Alimentos ultraprocessados, além de ter um teor elevado de açúcar, sódio e/ou gordura saturada, possuem normalmente três aditivos cosméticos: aromatizantes, corantes e adoçantes sem açúcar (edulcorantes), substâncias que não têm função nutricional e entram nas fórmulas para reforçar cor, sabor e textura (foto: Freepik)
Um belo dia a gente resolve mudar. Amanhece como o queridíssimo personagem Hirayama (Koji Yakusho), do clássico moderno “Dias Perfeitos” (Wim Wenders, EUA, 2023), se levanta, rega as plantas, sai pela porta de casa, olha para o céu, respira bem fundo. E decide que, ao contrário do protagonista do filme que leva uma vida povoada de repetições, daqui pra frente, tudo vai ser diferente. Vamos fazer exercícios diários e opções alimentares mais saudáveis. Trocar o pão francês pelo integral, apostar nos iogurtes fitness, passar no supermercado e lotar o carrinho de barrinhas de cereais e de proteína para não cair na tentação de comer bobagens entre as refeições.

Mas nem tudo que reluz é ouro e o que muita gente não sabe é que produtos vendidos como saudáveis, absolutamente, não são. Ao contrário. Basta uma olhada mais atenta no rótulo para descobrir que aquele famoso produtinho não vale por um bifinho. O iogurte de morango tem tudo, menos morangos. O pão integral é feito com farinha de trigo enriquecida e conservantes e as barras de cereais, ah, essas nem se fala - podem ser repletas açúcar, gordura ou sódio adicionado. 

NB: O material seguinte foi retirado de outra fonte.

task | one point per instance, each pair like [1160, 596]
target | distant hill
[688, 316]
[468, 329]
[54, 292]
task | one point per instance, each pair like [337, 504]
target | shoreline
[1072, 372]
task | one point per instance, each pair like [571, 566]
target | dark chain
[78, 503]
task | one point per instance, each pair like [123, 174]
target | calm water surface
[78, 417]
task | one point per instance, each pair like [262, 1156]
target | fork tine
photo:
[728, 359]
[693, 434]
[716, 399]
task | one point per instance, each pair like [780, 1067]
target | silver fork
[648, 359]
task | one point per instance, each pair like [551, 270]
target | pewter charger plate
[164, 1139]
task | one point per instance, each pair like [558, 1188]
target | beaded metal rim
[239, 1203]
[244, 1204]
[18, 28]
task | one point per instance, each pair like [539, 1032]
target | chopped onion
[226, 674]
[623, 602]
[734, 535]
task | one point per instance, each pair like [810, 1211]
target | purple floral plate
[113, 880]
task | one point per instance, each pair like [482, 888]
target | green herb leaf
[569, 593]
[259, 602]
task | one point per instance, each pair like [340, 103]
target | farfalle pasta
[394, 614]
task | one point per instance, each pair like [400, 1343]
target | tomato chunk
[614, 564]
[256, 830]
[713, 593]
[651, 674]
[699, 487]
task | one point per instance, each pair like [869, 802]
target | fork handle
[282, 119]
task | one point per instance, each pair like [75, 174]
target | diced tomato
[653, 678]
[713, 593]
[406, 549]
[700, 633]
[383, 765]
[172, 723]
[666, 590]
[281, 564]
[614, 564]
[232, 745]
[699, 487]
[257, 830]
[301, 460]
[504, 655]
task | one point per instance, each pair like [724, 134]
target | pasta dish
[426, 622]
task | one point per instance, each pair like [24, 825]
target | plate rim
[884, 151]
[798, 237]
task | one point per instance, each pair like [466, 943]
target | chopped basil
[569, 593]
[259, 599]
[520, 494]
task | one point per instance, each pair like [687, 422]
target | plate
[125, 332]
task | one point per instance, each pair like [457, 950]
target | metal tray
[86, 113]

Toda essa contradição aponta para uma questão que tem fomentado discussões calorosas no Brasil e no mundo: o consumo excessivo de alimentos ultraprocessados. Criados na Segunda Guerra Mundial (1939-1945) como uma solução prática - facilmente transportáveis e com alta durabilidade -, esses itens ricos em açúcar e gorduras visavam garantir a sobrevivência dos soldados no front. Mas se popularizaram, ganharam um investimento massivo das indústrias e, numa sociedade cada vez mais apressada, passaram a ser alternativas convenientes e baratas. 

Não é difícil perceber que, no corre nosso de cada dia, é cada vez mais comum trocar o arroz com feijão por uma lasanha congelada ou um pacote de salgadinho. Rápidos, práticos e saborosos, essas mercadorias se tornaram presença constante nas mesas. No entanto, por trás das embalagens sedutoras e de uma propaganda intensa, escondem-se riscos reais para a saúde. A cada dia surgem mais estudos que associam a demasiada ingestão de ultraprocessados ao aumento da obesidade e das chamadas Doenças Crônicas Não Transmissíveis (DCNT) - cânceres, diabetes e doenças respiratórias e cardiovasculares crônicas. 

De acordo com Organização Mundial da Saúde (OMS), dentre outras entidades, as DCNT estão entre as dez maiores causas de morte no mundo. Dados da Fiocruz apontam que em 2019, uma pessoa morreu prematuramente, a cada seis horas, por consequência do consumo de ultraprocessados no Brasil. 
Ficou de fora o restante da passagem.